No quarto ano de “The Marvelous Mrs. Maisel”, agora ambientada nos anos 60, Miriam passa por um momento difícil na carreira. Depois de ser dispensada da turnê do cantor Shy Baldwin (Leroy McClain) e da repercussão do episódio, a personagem encontra um mercado resistente em contratá-la para shows de stand-up. Esse período de baixa acontece justamente quando ela assume uma série de compromissos financeiros e retoma o alto padrão de vida que tinha.
Miriam leva os pais, Rose (Marin Hinkle) e Abe (Tony Shalhoub), para morar com ela e logo encontra a primeira dificuldade para se estabelecer como uma mulher separada e provedora. Ninguém, por exemplo, aceita disponibilizar crédito para as compras da casa da personagem, uma vez que ela não é mais esposa de Joel (Michael Zegen).

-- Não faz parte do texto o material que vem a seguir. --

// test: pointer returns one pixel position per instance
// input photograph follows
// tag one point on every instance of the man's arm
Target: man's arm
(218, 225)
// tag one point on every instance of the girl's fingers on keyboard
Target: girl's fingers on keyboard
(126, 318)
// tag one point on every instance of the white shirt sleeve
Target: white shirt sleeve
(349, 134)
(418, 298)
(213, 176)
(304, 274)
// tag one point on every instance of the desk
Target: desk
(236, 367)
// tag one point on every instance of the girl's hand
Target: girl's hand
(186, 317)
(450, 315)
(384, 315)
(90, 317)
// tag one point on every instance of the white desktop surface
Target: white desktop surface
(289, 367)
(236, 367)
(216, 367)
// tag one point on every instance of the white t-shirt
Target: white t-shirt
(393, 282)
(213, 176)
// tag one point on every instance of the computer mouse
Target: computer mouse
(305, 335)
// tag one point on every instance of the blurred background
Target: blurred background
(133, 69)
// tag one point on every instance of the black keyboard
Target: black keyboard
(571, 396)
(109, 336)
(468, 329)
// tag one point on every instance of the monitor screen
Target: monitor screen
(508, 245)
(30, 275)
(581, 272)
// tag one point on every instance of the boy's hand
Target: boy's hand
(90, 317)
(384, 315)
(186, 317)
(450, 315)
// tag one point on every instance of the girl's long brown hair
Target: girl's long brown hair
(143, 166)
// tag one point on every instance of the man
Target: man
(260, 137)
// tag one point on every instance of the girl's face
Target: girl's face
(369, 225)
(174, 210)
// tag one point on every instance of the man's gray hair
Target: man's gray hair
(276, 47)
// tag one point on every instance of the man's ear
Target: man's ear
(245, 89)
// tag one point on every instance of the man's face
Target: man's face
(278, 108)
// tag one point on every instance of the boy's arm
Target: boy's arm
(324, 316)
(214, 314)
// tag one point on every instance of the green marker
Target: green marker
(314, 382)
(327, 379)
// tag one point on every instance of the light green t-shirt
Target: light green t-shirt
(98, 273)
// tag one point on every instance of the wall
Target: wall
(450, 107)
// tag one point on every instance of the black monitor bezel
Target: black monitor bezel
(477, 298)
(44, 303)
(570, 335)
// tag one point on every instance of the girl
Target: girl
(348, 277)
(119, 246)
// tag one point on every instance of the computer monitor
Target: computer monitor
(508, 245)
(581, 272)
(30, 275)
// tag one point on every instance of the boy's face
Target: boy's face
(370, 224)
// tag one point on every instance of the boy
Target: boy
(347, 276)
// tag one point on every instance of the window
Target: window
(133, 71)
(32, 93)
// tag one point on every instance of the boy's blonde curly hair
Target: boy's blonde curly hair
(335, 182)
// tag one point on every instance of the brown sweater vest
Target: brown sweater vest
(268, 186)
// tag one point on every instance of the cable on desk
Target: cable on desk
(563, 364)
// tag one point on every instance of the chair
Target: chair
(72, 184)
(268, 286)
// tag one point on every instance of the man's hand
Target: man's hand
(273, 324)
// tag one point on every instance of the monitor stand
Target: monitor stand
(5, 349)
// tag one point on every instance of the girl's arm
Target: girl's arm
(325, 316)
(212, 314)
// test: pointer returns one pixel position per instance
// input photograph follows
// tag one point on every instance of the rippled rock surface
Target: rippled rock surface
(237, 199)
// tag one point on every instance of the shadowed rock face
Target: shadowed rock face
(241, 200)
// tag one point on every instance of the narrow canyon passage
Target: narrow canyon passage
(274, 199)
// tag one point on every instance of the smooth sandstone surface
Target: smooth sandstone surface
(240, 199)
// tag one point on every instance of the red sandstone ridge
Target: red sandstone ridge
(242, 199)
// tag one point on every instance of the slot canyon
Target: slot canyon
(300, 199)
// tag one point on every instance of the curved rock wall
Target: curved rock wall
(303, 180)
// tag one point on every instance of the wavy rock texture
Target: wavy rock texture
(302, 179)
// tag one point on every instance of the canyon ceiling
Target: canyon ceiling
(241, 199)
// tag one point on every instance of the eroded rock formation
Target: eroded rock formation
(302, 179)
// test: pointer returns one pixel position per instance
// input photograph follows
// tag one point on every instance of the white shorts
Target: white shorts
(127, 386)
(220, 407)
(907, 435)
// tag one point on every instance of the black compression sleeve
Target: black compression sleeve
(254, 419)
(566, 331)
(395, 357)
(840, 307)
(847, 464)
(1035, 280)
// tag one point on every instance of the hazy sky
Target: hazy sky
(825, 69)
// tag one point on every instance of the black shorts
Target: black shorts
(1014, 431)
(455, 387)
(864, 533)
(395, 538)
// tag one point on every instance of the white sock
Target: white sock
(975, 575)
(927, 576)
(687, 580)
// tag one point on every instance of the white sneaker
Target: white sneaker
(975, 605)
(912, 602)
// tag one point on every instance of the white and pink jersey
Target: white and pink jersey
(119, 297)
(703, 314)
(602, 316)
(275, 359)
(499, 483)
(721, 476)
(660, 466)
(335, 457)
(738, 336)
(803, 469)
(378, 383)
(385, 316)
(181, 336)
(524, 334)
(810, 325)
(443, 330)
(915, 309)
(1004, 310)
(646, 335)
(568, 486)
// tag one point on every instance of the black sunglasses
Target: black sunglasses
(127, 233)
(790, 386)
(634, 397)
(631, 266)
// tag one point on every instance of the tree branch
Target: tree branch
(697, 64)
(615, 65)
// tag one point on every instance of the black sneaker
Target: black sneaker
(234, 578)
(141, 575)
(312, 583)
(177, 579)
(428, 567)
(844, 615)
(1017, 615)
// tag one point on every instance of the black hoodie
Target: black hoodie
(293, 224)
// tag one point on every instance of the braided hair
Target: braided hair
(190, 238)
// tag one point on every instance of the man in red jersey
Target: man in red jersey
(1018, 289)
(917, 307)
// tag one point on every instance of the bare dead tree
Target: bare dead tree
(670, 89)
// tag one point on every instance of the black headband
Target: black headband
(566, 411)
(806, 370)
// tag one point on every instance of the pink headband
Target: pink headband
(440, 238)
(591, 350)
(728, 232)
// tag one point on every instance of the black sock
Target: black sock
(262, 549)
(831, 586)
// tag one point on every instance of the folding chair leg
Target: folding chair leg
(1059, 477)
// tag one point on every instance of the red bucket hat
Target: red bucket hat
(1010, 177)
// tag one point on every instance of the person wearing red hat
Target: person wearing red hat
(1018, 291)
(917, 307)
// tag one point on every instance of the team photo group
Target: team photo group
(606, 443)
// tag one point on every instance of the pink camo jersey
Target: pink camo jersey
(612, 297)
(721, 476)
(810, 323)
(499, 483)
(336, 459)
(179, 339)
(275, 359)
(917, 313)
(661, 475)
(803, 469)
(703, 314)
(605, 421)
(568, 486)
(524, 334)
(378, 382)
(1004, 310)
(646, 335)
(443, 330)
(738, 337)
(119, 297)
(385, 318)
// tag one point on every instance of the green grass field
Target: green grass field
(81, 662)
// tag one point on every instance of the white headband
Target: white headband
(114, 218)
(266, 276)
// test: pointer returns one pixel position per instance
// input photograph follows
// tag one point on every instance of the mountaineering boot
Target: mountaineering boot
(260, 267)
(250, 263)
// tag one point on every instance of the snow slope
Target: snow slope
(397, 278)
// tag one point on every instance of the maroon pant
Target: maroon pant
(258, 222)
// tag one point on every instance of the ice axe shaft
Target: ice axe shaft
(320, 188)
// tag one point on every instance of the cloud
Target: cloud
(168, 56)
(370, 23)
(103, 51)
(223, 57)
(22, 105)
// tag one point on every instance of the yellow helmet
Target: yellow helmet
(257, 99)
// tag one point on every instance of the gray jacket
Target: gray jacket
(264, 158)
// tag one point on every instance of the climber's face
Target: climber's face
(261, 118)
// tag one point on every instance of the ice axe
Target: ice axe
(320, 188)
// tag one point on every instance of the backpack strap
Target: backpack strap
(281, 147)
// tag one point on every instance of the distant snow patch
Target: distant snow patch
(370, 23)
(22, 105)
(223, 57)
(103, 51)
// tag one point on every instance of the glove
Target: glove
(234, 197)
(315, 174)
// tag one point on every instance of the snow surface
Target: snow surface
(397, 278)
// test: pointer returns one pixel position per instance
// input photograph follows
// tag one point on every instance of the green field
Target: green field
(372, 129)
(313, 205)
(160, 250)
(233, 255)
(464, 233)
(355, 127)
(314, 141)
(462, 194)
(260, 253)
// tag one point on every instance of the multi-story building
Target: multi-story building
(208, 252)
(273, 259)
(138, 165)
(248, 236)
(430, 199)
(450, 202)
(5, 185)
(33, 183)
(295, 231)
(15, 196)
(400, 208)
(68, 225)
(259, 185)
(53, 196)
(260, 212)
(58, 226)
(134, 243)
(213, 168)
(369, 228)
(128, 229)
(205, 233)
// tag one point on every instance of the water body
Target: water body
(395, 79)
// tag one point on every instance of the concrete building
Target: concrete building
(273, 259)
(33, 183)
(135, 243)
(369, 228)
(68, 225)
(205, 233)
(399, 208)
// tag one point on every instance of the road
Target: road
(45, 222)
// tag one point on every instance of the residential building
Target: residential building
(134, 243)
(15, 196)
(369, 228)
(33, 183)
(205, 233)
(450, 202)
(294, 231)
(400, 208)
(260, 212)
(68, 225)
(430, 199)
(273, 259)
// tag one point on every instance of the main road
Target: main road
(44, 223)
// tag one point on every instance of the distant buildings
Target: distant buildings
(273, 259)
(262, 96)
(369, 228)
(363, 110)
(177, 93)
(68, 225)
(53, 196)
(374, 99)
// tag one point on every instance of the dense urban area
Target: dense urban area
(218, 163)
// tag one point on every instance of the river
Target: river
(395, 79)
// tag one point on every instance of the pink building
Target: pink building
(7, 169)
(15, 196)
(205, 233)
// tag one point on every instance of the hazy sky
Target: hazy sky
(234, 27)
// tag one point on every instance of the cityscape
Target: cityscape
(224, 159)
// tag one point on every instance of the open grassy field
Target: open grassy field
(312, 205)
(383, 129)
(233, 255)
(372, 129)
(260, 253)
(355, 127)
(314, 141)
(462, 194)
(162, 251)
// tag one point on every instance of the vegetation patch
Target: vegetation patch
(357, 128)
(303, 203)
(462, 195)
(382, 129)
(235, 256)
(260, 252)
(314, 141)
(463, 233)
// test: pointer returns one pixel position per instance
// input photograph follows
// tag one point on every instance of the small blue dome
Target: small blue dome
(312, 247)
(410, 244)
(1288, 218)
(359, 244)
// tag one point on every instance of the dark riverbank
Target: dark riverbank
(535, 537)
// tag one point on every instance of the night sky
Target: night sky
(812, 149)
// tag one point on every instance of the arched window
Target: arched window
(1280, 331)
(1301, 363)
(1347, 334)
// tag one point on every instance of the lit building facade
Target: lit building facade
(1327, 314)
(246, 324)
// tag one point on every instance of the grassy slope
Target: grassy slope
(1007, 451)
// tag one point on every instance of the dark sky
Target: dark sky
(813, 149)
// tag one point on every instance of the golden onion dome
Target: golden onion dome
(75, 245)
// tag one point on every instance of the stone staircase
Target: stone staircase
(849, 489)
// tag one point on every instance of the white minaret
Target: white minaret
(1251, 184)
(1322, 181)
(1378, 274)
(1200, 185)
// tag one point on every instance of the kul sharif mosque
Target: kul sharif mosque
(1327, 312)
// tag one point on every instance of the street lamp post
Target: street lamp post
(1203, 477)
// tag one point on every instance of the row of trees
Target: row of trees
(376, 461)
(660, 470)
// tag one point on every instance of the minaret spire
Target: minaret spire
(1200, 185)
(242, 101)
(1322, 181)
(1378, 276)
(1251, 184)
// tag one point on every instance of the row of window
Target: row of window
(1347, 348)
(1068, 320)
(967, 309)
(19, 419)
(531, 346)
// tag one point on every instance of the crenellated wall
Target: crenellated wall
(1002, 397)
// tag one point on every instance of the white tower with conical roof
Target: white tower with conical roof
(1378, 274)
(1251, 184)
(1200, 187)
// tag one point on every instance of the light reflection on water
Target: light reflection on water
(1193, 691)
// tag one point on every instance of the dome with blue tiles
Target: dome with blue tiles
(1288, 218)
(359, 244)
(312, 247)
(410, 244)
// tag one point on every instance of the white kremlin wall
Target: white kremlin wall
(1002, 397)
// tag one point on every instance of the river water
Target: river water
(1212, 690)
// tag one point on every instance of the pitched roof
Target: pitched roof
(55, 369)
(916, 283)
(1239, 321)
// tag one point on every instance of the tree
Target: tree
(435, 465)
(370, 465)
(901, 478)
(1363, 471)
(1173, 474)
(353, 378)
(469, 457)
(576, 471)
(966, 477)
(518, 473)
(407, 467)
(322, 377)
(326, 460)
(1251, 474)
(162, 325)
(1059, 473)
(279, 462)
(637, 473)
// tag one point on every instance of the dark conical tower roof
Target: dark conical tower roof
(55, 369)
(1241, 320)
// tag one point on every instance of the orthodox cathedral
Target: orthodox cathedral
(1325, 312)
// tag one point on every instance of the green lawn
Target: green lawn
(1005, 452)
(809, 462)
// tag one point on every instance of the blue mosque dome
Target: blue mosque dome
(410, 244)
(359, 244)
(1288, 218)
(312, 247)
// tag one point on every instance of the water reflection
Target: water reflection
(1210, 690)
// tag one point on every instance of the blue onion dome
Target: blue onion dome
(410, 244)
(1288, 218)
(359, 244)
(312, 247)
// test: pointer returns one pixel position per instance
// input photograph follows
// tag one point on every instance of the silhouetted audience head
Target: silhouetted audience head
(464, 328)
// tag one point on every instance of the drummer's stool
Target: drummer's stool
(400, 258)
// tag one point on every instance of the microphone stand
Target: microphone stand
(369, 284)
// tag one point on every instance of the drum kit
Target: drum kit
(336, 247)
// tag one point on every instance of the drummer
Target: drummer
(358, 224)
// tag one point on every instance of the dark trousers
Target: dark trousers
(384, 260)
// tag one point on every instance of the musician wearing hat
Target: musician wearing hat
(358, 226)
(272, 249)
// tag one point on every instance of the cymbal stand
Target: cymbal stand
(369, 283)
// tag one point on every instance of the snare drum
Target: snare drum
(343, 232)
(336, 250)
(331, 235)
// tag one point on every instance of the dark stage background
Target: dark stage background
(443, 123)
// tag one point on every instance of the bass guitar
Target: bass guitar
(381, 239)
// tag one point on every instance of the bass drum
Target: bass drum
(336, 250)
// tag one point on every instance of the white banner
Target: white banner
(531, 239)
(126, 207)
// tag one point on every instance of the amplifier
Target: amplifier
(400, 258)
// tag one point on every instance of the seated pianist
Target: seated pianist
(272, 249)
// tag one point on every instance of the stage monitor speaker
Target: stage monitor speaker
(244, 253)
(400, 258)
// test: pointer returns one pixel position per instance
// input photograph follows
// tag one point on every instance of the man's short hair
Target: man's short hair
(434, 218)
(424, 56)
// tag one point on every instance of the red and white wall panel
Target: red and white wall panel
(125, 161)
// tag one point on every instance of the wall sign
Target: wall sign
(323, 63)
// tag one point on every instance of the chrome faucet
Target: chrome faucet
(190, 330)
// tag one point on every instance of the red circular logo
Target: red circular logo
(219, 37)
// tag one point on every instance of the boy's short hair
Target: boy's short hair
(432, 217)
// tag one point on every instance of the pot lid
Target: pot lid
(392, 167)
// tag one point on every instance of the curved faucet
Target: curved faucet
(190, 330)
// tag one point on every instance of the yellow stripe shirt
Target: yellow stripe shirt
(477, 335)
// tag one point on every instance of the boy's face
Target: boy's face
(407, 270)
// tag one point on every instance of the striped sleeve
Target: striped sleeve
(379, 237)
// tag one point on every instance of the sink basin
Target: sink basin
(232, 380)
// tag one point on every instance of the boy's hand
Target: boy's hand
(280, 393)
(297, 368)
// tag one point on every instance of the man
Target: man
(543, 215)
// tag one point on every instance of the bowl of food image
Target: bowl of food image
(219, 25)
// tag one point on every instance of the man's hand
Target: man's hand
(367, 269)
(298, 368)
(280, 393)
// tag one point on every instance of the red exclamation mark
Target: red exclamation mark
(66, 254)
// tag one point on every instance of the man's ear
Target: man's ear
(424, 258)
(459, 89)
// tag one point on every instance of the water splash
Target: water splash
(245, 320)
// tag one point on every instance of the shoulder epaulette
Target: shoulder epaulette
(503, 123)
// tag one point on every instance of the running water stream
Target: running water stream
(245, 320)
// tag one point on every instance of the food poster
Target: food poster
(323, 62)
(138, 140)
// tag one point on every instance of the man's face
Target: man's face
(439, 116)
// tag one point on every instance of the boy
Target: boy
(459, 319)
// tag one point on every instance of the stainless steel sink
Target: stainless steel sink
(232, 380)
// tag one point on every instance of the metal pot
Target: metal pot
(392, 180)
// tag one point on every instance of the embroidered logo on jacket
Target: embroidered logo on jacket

Às voltas com a organização de um espaço que sirva de escritório para agenciamento de talentos, Susie (Alex Borstein) também se preocupa com a repercussão do desentendimento com Shy. A solução para os problemas surge por iniciativa de Miriam, que passa a se apresentar em um clube de striptease. Entre um número e outro, ela sobe ao palco e faz o público, majoritariamente masculino, rir até que a próxima stripper esteja pronta atrás das cortinas.
A escolha de Miriam, no entanto, escandaliza a família e até ameaça a reputação e os negócios de Rose, que passa a atuar como casamenteira da comunidade judaica. No novo trabalho, a protagonista é, inicialmente, subestimada por colegas e espectadores, mas enfrenta essa situação com humor e cabeça erguida. Não demora para ela conquistar o próprio espaço e até mudar o perfil do público do clube.

A transgressão da protagonista, que desafia pensamentos e situações estabelecidas, continua sendo uma base importante para “The Marvelous Mrs. Maisel”. Nessa nova leva de episódios, Miriam desafia o convencional para mostrar que pode se apresentar em qualquer lugar, sem contar a iniciativa de profissionalizar o ambiente e exigir que as strippers sejam tratadas com respeito pelos homens que cuidam do negócio.
O texto também é um dos principais trunfos da série. Diálogos inspirados e até alguns momentos de verborragia, além de arrancarem risadas genuínas, dão um ritmo ágil às sequências. As tramas que movimentam os personagens continuam mantendo o interesse pelos episódios, sendo a única exceção a história de Susie, que perdeu força e até pareceu perdida em alguns momentos.
Rachel Brosnahan continua ótima dando vida a essa comediante que enfrenta com humor e coragem vários obstáculos para se firmar em um meio predominantemente masculino. Igualmente bons são Tony Shalhoub e Marin Hinkle, que “roubam” cada cena em que aparecem. Alex Borstein, mesmo prejudicada pelos rumos da personagem, também tem bons momentos.
Rumo à quinta e derradeira temporada, “The Marvelous Mrs. Maisel” não perde mais o lugar que conquistou entre as melhores comédias já feitas. Assim como fez Phoebe Waller-Bridge, que também colocou “Fleabag” nessa lista, Amy Sherman-Palladino reforça, através da jornada transgressora de Miriam, a força do talento, da coragem e da inteligência das mulheres.